Before buying check survey for boundaries TheStar.com
May 24, 2008 Bob Aaron

Taking the law into your own hands over a property line dispute can be dangerous to your bank account, as one Toronto homeowner discovered recently.

Sharon and Marino Zorz and Katherina Attard are neighbours on Baby Point Rd., near Jane and Annette Sts.

The two houses were built about 80 years ago, and the old fence separating them was not constructed on the property line, but 15 inches west of the actual boundary.

The original deed to the Zorz house included a right-of-way over that adjoining (or easterly) 15-inch strip of the Attard property. For about 80 years, the fence between the houses enclosed the strip of land making it appear that the Zorz land was 15 inches wider than what was shown on the paper title.

In 2001, the properties were converted by the government into the Land Titles system, which effectively froze any rights to adverse possession or squatter's rights as they existed on the date of conversion, but it did not end those rights.

In the fall of 2006, Attard renovated her home and constructed an addition. During this process she removed the old fence and replaced it with a new one on the property line – east of where it had been for the previous 80 years.

As a result, the Zorz family could no longer access their garage, and sued Attard in November, 2006. Later that month they obtained a judge's order requiring Attard to remove the fence. Sometime afterward, the fence was removed and then reconstructed. In March, another court order required the second new fence to be removed until the case was heard.

The case came before Justice Ellen Macdonald in Ontario Superior Court in June last year.
Macdonald decided that the Zorz family had acquired adverse possession (squatter's rights) to the 15-inch strip of land east of the original fence line. The Zorzes and the previous owners of their home had demonstrated continuous, uninterrupted, open and "notorious" use of the disputed strip for many years, to the exclusion of Attard and the prior owners of her property.

Those rights existed in 1990 when the Zorzes bought the property. Even if they didn't acquire the rights at that time, the rights came into existence by their own occupation of the strip of land for more than 11 years from their purchase in 1990 to the conversion to Land Titles in 2001.

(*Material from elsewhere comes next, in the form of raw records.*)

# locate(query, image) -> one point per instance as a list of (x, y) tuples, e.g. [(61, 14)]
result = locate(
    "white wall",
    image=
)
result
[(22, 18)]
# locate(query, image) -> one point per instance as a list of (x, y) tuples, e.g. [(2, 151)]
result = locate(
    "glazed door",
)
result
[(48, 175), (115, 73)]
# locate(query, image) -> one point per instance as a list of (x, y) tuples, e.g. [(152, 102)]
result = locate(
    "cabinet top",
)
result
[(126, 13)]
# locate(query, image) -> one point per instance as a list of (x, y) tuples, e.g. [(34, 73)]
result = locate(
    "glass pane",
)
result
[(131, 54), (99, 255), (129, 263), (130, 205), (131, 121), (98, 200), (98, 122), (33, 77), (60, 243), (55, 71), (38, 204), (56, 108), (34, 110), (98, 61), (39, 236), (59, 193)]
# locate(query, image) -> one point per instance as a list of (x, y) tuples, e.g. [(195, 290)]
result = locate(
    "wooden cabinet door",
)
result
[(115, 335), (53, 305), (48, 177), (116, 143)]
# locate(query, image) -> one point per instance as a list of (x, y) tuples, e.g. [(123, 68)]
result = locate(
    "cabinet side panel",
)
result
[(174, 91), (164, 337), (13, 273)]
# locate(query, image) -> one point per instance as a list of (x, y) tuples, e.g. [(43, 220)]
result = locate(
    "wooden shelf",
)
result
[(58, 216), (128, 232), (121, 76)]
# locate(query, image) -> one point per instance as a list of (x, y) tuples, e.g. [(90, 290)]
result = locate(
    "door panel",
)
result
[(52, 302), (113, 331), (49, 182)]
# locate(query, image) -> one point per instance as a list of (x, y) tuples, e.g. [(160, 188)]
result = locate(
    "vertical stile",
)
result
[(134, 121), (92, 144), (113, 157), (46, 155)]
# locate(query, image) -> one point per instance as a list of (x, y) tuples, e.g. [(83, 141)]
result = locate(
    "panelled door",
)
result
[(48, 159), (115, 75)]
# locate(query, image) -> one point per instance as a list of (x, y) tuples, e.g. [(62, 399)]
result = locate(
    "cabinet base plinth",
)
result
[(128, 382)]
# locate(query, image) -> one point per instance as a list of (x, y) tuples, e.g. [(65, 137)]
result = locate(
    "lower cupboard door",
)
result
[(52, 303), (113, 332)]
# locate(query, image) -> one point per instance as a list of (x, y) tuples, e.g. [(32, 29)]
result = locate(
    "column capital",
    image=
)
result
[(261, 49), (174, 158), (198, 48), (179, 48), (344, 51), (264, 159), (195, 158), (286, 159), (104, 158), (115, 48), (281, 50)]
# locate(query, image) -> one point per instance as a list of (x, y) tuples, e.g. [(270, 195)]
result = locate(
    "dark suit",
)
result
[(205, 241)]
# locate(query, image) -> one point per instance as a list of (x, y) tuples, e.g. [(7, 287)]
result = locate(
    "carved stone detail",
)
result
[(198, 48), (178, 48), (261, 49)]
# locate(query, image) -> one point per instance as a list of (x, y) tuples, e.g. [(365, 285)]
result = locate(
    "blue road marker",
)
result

Taking all the facts into consideration, Macdonald awarded Sharon and Marino Zorz $7,500 in damages "on account of trespass, nuisance and invasion of privacy."

As well, she ordered the replacement of the fence at the same location as the original fence removed by Attard. Costs of $7,500 were awarded to the Zorzes in addition to the damages.
The case presents some valuable lessons for property owners who find themselves in a boundary line dispute.

Taking the law into your own hands to settle a boundary dispute is risky. Relocating a fence without agreement from the neighbouring owner or a court order is never a good idea.
Always review an up-to-date land survey when buying a house, so that you will know where your boundaries are, and aren't.

Bob Aaron is a Toronto real estate lawyer.